The Aish Rabbi: The Messiah must be descended on his father's side from King David (see Genesis 49:10 and Isaiah 11:1). According to the Christian claim that Jesus was the product of a virgin birth, he had no father -- and thus could not have possibly fulfilled the messianic requirement of being descended on his father's side from King David!

B. Douglass: The reader will note that while Scripture does in fact testify that the Messiah will be descended from King David, it never stipulates that it must be through his father’s side. Furthermore, St. Joseph was the legal father of Christ, and legal fatherhood confers the right of inheritance just as well as biological fatherhood.

The Aish Rabbi: The Messiah will lead the Jewish people to full Torah observance. The Torah states that all mitzvot remain binding forever, and anyone coming to change the Torah is immediately identified as a false prophet. (Deut. 13:1-4)

Throughout the New Testament, Jesus contradicts the Torah and states that its commandments are no longer applicable. (see John 1:45 and 9:16, Acts 3:22 and 7:37)

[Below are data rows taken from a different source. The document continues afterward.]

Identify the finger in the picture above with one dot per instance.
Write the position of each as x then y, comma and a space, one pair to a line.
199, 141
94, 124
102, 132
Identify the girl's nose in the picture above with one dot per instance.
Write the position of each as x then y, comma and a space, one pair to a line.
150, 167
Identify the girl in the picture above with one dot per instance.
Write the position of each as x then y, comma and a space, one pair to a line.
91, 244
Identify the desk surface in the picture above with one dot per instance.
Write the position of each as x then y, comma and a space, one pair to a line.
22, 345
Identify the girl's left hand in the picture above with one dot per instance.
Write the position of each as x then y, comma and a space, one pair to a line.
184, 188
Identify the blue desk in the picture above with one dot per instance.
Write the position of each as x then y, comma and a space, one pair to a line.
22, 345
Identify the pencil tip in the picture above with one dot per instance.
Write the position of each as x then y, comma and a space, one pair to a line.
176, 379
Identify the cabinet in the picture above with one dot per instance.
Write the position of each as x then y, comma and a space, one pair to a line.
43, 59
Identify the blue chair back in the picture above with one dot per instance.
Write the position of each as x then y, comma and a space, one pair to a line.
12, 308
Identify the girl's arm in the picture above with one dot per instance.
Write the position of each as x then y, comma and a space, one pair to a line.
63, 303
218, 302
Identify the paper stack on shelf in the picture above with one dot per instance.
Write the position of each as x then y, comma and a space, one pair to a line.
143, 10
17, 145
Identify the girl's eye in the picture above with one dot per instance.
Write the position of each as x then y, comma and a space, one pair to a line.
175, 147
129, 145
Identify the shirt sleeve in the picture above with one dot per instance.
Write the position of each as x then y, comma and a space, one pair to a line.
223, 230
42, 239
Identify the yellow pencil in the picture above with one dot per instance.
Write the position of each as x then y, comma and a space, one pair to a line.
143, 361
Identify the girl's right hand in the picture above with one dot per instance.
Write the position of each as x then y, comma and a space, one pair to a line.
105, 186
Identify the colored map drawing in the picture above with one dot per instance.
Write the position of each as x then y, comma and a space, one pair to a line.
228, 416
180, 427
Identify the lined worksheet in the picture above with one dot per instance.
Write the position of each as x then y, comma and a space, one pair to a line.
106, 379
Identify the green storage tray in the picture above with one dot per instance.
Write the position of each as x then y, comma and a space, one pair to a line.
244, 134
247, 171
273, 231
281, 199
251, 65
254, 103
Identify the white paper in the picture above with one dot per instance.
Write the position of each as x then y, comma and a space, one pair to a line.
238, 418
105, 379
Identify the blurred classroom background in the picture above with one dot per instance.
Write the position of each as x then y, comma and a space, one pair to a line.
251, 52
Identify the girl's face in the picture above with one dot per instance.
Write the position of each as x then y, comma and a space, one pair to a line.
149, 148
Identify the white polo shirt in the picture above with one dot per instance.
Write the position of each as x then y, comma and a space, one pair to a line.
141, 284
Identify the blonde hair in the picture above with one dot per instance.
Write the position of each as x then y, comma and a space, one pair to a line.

B. Douglass: Deuteronomy 13:1-4 says that any prophet who leads Israel after false gods is immediately identified as a false prophet. That is the primary thrust of this passage. The statement in v. 4 that “you shall keep His commandments” is teaching that a Jew may not forsake the Law of the Lord for another religion and a different god. It is not dealing with the question of whether God could ever revoke or change the Law. The Rabbi will need a more explicit Scripture if He wants to argue that “all mitzvot [commandments] remain binding forever.” He will also have to explain Exodus 40, which records commandments regarding tabernacle worship that were intended as provisional, i.e. binding for a specific period of time, in this case prior to the erection of the temple.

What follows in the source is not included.